Issue2Test: Generating Reproducing Test Cases from Issue Reports

Automated tools for solving GitHub issues are receiving significant attention by both researchers and practitioners, e.g., in the form of foundation models and LLM-based agents prompted with issues. A crucial step toward successfully solving an issue is creating a test case that accurately reproduces the issue. Such a test case can guide the search for an appropriate patch and help validate whether the patch matches the issue's intent. However, existing techniques for issue reproduction show only moderate success. This paper presents Issue2Test, an LLM-based technique for automatically generating a reproducing test case for a given issue report. Unlike automated regression test generators, which aim at creating passing tests, our approach aims at a test that fails, and that fails specifically for the reason described in the issue. To this end, Issue2Test performs three steps: (1) understand the issue and gather context (e.g., related files and project-specific guidelines) relevant for reproducing it; (2) generate a candidate test case; and (3) iteratively refine the test case based on compilation and runtime feedback until it fails and the failure aligns with the problem described in the issue. We evaluate Issue2Test on the SWT-bench-lite dataset, where it successfully reproduces 32.9% of the issues, achieving a 16.3% relative improvement over the best existing technique. Our evaluation also shows that Issue2Test reproduces 20 issues that four prior techniques fail to address, contributing a total of 60.4% of all issues reproduced by these tools. We envision our approach to contribute to enhancing the overall progress in the important task of automatically solving GitHub issues.
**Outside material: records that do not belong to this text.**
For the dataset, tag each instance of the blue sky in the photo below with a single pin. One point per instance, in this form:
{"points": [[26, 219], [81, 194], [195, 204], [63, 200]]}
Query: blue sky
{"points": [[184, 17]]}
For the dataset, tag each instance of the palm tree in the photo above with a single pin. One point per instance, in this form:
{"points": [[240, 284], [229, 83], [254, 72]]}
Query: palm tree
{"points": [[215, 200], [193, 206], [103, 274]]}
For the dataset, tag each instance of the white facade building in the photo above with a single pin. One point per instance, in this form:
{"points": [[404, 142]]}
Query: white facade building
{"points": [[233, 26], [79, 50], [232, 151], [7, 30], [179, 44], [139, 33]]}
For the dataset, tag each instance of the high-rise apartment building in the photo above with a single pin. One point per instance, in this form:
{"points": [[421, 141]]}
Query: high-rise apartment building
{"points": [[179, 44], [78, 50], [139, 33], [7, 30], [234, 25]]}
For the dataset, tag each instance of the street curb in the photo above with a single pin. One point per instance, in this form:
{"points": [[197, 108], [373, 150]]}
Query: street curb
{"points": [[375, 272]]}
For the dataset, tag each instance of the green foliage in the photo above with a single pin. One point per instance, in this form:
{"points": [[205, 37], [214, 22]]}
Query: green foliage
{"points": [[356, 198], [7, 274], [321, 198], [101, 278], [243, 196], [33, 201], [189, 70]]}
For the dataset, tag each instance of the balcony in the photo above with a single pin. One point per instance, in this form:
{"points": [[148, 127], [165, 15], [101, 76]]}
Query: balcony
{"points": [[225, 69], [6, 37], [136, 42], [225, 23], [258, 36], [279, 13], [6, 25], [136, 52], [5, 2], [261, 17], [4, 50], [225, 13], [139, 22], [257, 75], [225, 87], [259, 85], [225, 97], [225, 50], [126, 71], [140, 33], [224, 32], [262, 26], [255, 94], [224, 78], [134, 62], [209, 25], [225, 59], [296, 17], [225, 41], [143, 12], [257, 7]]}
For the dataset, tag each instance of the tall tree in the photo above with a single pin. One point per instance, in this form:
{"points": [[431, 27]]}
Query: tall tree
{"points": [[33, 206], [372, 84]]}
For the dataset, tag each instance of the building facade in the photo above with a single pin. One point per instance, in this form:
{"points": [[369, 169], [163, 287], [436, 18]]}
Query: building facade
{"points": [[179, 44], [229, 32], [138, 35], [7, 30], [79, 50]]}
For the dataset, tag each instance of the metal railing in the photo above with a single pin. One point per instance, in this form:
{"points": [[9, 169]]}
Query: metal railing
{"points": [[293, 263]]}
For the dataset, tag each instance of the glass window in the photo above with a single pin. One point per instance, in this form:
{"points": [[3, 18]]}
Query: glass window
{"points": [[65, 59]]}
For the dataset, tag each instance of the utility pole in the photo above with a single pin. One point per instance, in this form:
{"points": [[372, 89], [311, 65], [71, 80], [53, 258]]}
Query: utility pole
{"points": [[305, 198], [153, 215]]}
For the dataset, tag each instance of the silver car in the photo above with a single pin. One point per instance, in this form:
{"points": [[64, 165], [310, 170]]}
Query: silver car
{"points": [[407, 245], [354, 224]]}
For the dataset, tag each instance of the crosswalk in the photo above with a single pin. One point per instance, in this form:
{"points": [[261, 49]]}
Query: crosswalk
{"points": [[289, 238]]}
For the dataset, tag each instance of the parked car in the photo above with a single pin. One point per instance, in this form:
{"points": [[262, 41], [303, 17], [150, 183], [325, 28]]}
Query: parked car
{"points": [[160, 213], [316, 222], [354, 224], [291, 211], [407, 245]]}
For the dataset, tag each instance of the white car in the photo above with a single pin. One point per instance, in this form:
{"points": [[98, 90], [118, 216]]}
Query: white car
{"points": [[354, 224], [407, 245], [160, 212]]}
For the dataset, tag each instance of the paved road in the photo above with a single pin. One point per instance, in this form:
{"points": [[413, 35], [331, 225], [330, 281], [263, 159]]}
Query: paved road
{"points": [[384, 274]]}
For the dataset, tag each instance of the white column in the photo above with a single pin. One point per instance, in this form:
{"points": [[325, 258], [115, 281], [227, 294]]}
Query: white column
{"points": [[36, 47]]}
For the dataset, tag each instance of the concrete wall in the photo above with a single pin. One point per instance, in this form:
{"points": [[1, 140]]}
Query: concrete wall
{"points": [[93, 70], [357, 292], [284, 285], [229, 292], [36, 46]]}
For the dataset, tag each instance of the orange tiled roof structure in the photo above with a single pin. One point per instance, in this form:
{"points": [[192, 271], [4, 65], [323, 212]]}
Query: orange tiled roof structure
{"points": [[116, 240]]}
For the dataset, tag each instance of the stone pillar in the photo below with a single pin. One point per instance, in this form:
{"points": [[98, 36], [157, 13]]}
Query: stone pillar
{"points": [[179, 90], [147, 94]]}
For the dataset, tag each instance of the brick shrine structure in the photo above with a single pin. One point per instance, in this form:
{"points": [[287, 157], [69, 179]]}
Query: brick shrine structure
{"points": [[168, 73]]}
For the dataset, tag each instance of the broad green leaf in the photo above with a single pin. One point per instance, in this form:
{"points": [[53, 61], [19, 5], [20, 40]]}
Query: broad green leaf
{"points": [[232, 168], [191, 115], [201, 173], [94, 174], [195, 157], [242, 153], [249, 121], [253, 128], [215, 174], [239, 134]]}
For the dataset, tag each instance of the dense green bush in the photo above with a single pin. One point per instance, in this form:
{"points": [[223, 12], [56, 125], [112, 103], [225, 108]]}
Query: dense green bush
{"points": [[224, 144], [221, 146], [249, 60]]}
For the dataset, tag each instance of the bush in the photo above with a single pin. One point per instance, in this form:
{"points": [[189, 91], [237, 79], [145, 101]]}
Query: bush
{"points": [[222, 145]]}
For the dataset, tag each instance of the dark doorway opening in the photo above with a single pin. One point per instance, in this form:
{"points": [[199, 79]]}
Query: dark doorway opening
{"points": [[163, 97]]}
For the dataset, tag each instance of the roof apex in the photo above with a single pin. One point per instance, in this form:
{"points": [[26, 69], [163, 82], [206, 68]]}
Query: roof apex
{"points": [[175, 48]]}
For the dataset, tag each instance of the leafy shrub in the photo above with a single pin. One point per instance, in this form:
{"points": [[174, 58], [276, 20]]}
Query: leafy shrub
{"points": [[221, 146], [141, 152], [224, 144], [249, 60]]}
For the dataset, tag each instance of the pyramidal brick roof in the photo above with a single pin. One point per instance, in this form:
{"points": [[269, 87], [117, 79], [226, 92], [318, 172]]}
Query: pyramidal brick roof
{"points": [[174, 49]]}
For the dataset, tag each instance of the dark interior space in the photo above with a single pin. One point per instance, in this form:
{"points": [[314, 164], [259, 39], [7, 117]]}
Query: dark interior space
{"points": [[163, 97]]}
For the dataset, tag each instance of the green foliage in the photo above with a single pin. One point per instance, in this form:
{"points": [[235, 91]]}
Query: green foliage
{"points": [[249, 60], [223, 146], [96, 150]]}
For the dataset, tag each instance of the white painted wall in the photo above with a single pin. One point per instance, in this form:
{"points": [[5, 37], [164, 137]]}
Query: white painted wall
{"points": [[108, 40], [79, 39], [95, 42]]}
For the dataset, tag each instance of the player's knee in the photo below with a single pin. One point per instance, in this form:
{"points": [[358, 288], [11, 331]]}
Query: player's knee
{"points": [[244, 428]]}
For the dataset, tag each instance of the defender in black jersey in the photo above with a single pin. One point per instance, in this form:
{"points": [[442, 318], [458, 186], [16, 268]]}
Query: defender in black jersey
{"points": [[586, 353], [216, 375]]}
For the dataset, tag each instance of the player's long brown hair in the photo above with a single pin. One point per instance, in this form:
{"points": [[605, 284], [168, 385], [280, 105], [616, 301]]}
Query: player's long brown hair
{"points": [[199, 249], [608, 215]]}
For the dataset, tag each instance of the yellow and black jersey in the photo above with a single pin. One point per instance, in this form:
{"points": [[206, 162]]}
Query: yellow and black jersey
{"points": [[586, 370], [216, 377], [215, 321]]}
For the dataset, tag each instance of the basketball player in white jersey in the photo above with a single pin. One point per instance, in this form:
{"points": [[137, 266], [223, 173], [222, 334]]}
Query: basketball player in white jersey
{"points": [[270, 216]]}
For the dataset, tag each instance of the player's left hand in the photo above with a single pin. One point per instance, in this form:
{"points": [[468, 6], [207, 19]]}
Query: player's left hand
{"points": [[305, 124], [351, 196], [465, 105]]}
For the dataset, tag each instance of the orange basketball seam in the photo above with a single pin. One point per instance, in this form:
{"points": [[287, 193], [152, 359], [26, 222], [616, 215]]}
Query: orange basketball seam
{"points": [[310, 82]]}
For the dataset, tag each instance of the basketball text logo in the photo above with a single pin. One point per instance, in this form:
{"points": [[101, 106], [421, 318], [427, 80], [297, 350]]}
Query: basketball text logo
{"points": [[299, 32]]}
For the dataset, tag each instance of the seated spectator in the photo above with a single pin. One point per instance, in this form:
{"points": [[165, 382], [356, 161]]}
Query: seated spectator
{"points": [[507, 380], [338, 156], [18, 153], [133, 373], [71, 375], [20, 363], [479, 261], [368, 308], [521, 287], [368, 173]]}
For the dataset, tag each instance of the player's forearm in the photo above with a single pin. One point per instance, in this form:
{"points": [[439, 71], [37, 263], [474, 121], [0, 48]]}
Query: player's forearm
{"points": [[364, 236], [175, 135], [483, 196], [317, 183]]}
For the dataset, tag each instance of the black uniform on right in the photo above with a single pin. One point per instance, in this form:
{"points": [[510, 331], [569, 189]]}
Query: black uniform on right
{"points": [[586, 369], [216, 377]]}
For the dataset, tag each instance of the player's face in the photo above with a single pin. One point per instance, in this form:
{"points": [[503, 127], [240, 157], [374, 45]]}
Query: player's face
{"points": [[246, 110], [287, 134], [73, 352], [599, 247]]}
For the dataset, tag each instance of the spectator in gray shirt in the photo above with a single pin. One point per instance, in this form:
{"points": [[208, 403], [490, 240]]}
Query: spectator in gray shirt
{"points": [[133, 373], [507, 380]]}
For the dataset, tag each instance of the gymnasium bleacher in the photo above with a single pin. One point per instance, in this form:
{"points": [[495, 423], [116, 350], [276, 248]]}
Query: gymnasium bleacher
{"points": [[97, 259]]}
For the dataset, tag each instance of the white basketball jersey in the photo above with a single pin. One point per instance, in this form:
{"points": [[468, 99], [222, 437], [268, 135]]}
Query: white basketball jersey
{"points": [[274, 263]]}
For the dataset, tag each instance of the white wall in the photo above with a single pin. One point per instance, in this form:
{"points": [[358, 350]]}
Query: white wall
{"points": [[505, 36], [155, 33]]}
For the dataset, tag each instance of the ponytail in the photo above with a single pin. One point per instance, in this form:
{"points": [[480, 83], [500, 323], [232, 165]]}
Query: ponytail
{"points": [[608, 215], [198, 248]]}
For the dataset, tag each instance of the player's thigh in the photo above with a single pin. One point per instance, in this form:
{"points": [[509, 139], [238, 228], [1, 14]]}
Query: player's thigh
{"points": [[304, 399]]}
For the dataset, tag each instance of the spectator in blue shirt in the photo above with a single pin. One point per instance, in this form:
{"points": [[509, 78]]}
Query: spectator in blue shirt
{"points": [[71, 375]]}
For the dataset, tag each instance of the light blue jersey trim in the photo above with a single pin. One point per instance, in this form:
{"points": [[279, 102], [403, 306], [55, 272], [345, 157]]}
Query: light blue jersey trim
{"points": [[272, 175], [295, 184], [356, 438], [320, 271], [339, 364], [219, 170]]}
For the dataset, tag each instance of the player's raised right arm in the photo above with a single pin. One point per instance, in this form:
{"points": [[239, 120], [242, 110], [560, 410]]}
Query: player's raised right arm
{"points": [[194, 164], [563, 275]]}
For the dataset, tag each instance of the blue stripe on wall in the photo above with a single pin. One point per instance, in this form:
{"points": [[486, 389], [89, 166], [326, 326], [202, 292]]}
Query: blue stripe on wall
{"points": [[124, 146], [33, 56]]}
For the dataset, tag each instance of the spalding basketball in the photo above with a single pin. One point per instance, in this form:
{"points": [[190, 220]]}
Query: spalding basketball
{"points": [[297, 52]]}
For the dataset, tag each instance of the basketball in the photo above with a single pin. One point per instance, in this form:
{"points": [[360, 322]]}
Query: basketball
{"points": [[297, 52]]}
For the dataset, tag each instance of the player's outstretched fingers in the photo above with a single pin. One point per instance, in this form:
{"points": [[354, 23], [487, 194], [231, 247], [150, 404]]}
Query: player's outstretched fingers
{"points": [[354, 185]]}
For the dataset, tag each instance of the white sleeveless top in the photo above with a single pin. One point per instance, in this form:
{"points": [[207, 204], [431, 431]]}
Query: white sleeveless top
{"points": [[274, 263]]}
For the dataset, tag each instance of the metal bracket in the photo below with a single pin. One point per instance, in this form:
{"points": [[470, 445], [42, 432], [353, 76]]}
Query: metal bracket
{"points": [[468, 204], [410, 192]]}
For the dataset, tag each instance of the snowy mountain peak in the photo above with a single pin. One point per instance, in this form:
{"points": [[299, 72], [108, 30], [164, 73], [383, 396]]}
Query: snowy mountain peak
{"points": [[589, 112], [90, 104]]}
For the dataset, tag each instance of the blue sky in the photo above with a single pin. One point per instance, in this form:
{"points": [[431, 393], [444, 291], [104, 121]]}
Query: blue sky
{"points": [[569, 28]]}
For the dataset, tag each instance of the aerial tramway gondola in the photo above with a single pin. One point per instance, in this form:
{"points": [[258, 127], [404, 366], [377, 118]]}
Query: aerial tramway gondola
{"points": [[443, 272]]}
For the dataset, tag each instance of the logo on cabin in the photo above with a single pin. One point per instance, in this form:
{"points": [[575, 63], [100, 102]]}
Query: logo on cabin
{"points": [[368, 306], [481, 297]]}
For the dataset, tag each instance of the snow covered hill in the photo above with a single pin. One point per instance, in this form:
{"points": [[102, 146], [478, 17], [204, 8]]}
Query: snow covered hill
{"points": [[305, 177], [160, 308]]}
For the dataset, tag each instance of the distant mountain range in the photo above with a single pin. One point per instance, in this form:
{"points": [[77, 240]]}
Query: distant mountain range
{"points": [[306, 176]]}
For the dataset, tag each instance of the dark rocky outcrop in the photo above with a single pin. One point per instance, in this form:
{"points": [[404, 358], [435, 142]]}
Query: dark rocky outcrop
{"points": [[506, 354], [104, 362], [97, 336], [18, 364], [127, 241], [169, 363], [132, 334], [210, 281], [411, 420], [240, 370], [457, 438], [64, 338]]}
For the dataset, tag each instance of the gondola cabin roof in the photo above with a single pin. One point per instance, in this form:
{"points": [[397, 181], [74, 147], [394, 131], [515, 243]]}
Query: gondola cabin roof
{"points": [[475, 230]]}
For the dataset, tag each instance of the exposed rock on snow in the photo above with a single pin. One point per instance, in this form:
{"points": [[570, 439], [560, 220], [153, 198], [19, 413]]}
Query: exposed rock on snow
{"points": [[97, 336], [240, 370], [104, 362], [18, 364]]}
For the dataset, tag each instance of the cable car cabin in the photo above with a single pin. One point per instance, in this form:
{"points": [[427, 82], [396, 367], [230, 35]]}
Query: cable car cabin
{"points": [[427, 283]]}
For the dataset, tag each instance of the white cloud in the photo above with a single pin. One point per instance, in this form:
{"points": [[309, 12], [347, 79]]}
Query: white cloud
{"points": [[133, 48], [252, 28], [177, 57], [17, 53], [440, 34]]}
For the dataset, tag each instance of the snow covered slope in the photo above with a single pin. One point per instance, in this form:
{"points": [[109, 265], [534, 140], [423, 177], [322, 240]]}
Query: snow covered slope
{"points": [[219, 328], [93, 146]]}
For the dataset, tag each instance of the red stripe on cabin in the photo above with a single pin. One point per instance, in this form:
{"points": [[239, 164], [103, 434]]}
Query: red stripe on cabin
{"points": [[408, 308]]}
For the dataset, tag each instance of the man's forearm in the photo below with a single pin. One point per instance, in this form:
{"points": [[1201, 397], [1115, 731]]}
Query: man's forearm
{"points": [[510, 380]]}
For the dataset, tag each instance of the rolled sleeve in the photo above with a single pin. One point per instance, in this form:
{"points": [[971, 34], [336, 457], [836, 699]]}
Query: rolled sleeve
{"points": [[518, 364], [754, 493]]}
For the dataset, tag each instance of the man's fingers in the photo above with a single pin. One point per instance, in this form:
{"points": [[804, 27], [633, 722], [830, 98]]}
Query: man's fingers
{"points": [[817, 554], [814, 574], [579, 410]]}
翻译：用于解决GitHub问题的自动化工具正受到研究人员和实践者的广泛关注，例如以基础模型和基于LLM的智能体形式，通过问题提示来工作。成功解决问题的关键一步是创建能够准确复现问题的测试用例。此类测试用例可以指导寻找合适的补丁，并帮助验证补丁是否符合问题的意图。然而，现有的问题复现技术仅显示出有限的成功率。本文提出了Issue2Test，一种基于LLM的技术，用于自动为给定问题报告生成复现测试用例。与旨在创建通过测试的自动化回归测试生成器不同，我们的方法旨在生成一个会失败的测试，并且该失败正是由于问题描述的原因所致。为此，Issue2Test执行三个步骤：（1）理解问题并收集与复现相关的上下文（例如，相关文件和项目特定指南）；（2）生成候选测试用例；（3）基于编译和运行时反馈迭代优化测试用例，直到其失败且失败原因与问题描述一致。我们在SWT-bench-lite数据集上评估Issue2Test，其成功复现了32.9%的问题，相对于现有最佳技术实现了16.3%的相对提升。我们的评估还显示，Issue2Test复现了四个先前技术未能处理的20个问题，占这些工具复现问题总数的60.4%。我们期望我们的方法有助于推动在自动解决GitHub问题这一重要任务上的整体进展。